Deportistas que se suicidan o se arruinan. Más normal de lo que piensas.

Salta la noticia de la muerte de Yago Lamela. Aún si revelarse las causas del fallecimiento todo apunta al suicidio. Años atrás había atravesado por varios episodios depresivos de los que aparentemente se había curado. Los hechos parecen demostrar que no fue así, al menos del todo.

Este suceso es otra muestra más de la sociedad de ídolos rotos en la que vivimos. Adoramos a deportistas profesionales pero, ¿están ellos preparados para el éxito? ¿El peso de las expectativas depositadas sobre ellos no son un arma que juega en su contra?

Un entorno que alimente el ego del deportista le convierte en esclavo del resultado. Si no logra un buen rendimiento el entorno no le refuerza. Independientemente de que el entorno haga lo que haga, si él percibe que toda su valía va de la mano de sus marcas deportivas estaremos alimentando una creencia limitante que es capaz de llevar una vida por delante: “Si no soy el mejor no merezco la pena”.
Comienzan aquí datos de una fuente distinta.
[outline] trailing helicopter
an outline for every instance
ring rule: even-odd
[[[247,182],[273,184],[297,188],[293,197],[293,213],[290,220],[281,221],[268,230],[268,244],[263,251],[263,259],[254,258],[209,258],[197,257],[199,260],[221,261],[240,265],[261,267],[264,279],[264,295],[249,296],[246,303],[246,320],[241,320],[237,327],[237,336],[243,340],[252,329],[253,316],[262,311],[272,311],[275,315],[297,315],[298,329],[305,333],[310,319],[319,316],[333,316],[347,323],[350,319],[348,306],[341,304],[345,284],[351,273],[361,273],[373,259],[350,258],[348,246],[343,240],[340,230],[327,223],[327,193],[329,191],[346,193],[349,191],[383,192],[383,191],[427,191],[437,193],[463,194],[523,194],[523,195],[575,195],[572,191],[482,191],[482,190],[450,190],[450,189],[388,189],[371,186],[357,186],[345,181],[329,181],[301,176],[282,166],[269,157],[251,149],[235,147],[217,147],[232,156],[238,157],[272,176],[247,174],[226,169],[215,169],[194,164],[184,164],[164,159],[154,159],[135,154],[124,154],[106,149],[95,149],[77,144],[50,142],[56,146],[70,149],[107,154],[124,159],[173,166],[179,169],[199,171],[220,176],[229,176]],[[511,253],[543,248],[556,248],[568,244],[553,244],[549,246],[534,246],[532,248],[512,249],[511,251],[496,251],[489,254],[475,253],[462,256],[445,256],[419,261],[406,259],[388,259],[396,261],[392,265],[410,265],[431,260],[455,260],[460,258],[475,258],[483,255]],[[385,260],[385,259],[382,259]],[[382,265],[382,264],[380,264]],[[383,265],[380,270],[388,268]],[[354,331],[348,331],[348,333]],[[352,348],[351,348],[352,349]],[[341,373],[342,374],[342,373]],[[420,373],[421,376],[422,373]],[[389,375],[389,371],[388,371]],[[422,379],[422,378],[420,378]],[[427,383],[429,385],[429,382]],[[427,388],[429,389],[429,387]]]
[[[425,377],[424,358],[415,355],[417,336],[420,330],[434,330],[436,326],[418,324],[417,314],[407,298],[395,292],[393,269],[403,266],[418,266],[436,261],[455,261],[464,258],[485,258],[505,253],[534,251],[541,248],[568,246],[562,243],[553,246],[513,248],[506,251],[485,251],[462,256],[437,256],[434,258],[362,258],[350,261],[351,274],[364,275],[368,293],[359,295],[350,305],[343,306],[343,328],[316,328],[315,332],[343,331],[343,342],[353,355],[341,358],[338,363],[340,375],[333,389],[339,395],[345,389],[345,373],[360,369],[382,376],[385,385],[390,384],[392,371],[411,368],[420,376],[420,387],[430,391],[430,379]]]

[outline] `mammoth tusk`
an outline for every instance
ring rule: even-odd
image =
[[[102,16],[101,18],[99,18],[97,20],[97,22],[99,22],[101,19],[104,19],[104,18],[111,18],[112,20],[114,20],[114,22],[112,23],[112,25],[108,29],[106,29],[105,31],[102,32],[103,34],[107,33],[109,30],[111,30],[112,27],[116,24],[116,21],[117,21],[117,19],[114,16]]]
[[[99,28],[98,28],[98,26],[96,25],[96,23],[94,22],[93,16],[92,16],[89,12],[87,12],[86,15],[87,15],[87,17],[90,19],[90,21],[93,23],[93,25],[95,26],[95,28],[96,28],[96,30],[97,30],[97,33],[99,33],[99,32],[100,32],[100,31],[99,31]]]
Pero no hace falta llegar a una muerte para darnos cuenta de que algo está mal en el mundo del deporte profesional. ¿Cuántos deportista profesionales se arruinan a los pocos años de retirarse? Hablamos de deportistas que acumulan verdaderas fortunas a edades muy tempranas y que no están preparados ni para el éxito ni para gestionar un patrimonio de tal magnitud.

El documental “Broke” describe perfectamente el doloroso recorrido existencial de quienes han pasado de ser ídolos a verse en bancarrota en muy pocos años, obligados a bañarse en el asombro del gran público cuando ven que un ídolo de hace muy poco tiempo es ahora “uno más”.

Endiosamos a los altares y bajamos a los infiernos. Los ídolos no tienen término medio. Si acaso, el tiempo y el saber manejar una carrera proporciona la suficiente amortiguación para  no morir en el aterrizaje tras una carrera deportiva profesional.

La pregunta que debemos hacernos no es “¿Quién será el siguiente?” porque seguro que habrá muchos más casos de vidas estropeadas por el éxito. Debemos preguntarnos: “¿Cómo cambiamos el negocio?”. La NBA, por ejemplo, trata de cuidar al deportista mediante cursos para judadores de primer año en los que se les avisa de todos estos riesgos pero al final son ellos quienes hacen lo que desean con sus vidas, incluido tirarlas por el desagüe. Muchos agentes deportivos prestan asesoramiento jurídico para asegurar la bonanza tras la retirada, pero ninguna inversión es segura. Sin ir más lejos Pau Gasol perdió hace tiempo varios millones de euros en inversiones realizadas por sus antiguos agentes en su nombre, y eso supuso el fin de su relación contractual y búsqueda de nuevos representantes.

Pacers

Tan poco preparadas están las mentes de nuestros deportistas que sin ir más lejos esta misma temporada los Indiana Pacers han pasado de ser el equipo con el juego más sólido a jugar de modo lamentable y perder un número de partidos impensables. ¿Razones? Se han esgrimido 3:

  1. Problemas personales entre dos jugadores al realizar un trío con una animadora
  2. Problemas personales porque un jugador intimó con la novia de otro
  3. Rendimiento ínfimo de Roy Hibbert ante los celos que el entrenador realizó jugadas específicas para Bynum cuando lo ficharon.

Una franquicia NBA que mueve millones ha estado a punto de ver sus opciones tiradas al garete por causas personales. ¿A alguien más le choca que profesionales actúen de este modo? Mirándolo al microscopio debería chocarnos. Por desgracia estamos habituados a esta sinrazón en el mundo del deporte. No tiene pinta de que cambie la dinámica.